Back in October of 2018, I was wandering around Dublin, Ireland – had to go over for VISA reasons, long story don’t ask – and happened into a little book shop along the river Liffey that runs through the center of the city. The shop had a small collection of Penguin Classics, short little books by single authors on individual topics. Sort of like the pamphlets that used to be published back in the early days of the printing press of the 16th and 17th century. One of the classics was Notes on Nationalism by George Orwell. Considering the ongoing debate and divisions back in my home country, I picked it up along with a couple of other volumes in the small book collection.
After reading and writing a review of Notes on Nationalism I realized I had never actually read anything else by Orwell. Somehow my grade and high school education did not include reading any of his work. As such, I was never forced to read Orwell by any of the Dominican priests that haunted my childhood. I never even got around to seeing the movie version of 1984 with John Hurt and Richard Burton.
Soon after finishing the essay and posting the review, I was approached by one of my friends and former employees regarding not only 1984 but also Animal Farm. He wanted my opinion as to how George Orwell, a devout socialist most of his life, could write two books harshly criticizing communism. I gave him the response I have been giving most of my more conservative friends (I do try and keep some of them around if only to make sure I know what sort of shenanigans they are up too; same reason I keep the more liberal ones around)on social media lately when they make some of their grand sweeping and generalized statements regarding some of the policies being put forth by some of the United States more left leaning politicians. That comment being socialism and communism are not the same thing even if they have some concepts in common.
Even though I felt comfortable with my response in general, I realized that it didn’t get to a more detailed and precise answer. I generally can’t abide missing nuance any more than I can abide broad sweeping generalizations spewed on social media. Hence why I still have arguments with my left and right leaning friends and can’t seem to get myself off of Facebook. So I decided to rectify the situation.
I rented the movie version of 1984 the same week. And don’t get me wrong, it is a great movie and anyone reading this review or not should watch it, but it just made me want to read the source material.
Everyone surely knows the story in 1984. Or at least they think they do nowadays with terms like facecrime and doublespeak being thrown around the news and social media as if we’ve all just come from a high school English Lit course. I certainly thought I did as well.
1984 warns of the dystopian future where the state has taken control of every aspect of life. It controls what you eat, where you live, who you can associate with and what you do for a living. More insidious then this however, it even tries to control fact, retrofit history, and control how you think.

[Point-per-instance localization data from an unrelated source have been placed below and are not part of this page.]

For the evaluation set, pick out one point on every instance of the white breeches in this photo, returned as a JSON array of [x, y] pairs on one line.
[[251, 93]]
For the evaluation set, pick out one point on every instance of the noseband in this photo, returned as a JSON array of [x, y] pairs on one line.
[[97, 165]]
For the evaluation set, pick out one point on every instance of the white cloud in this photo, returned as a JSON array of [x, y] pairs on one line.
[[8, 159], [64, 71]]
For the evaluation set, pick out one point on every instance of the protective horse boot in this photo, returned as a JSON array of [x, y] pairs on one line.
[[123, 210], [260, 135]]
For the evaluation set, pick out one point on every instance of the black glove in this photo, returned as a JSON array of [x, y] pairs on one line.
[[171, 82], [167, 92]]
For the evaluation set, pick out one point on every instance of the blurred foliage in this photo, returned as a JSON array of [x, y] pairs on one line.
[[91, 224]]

The protagonist, Winston Smith, has his life and love – and eventually even his free will – slowly taken from him. The state takes control and breaks him, not just out of some need for control but as control itself. Without this ability to reshape people, the state realizes it will lose control and fall back into the cycle of revolution and replacement that has plagued human society since the beginning of time. As the state strips control from your hands, and from your mind, and even from your heart; the world becomes a duller and less inviting place. Even the act of love itself is to be erased and replaced solely with the love of the party. With love of Big Brother who watches over all.
Like most people though I had missed some important points by not reading the source material. There is significant nuance and detail in both the main story of the book and especially in the epilogue and notes at the end of the book. These final sections explain in more detail the development of newspeak and the why and how of how it is used.
Actually these are the most important factors. The concept of doublethink that is explained to Winston as he is continually dragged back from the abyss of nonexistence during his torture by the representative of the Party, O’Brien. The need for the party members to not just lie to each other and to themselves about the true nature of the world. But that fact that they must tell the lie and immediately forget they have told it. That the lie is actually the truth and has always been the truth. In some cases that both the lie and the truth are in existence at the same time.
In other words, high ranking party members have to hold two diametrically opposing views in mind at the same time and give them both equal validity. Not only that, but they have to do this not because the party says to or out of fear of what the party will do; but because they themselves actually want to hold these ideas. This is the true horror of the book. Not the coercive power of the state but the – at some point – choice of every member of the party to submit to madness. To choose the doublethink of their own free will.
This is Orwell’s main point. It is not that Socialism or Capitalism, or Confucianism (as pointed out by the three main powers that exist in the story it doesn’t matter what sort of government you start out with) is bad in and of itself. It is the individual not having the moral courage to hold onto reality. It is the individual making the choice to submit. Not just to lie about it or to try and fight against it. Even Winston at the end lacks the moral fiber needed to hold onto his convictions to the bitter end if needed. Even unto death.
That is the true horror of Room 101. As O’Brien says, everyone knows what is in Room 101, for what is in the room is what you fear the most. What every individual fears the most. It is our own weakness. Our own lack of conviction. Our ability if need be, to give up what we love – and even what we fear – for what is right. Sometimes in order for the other side to lose, we need to make the ultimate sacrifice. This is the weakness Winston shows and the weakness Orwell warns us we need to have to stave off enslavement.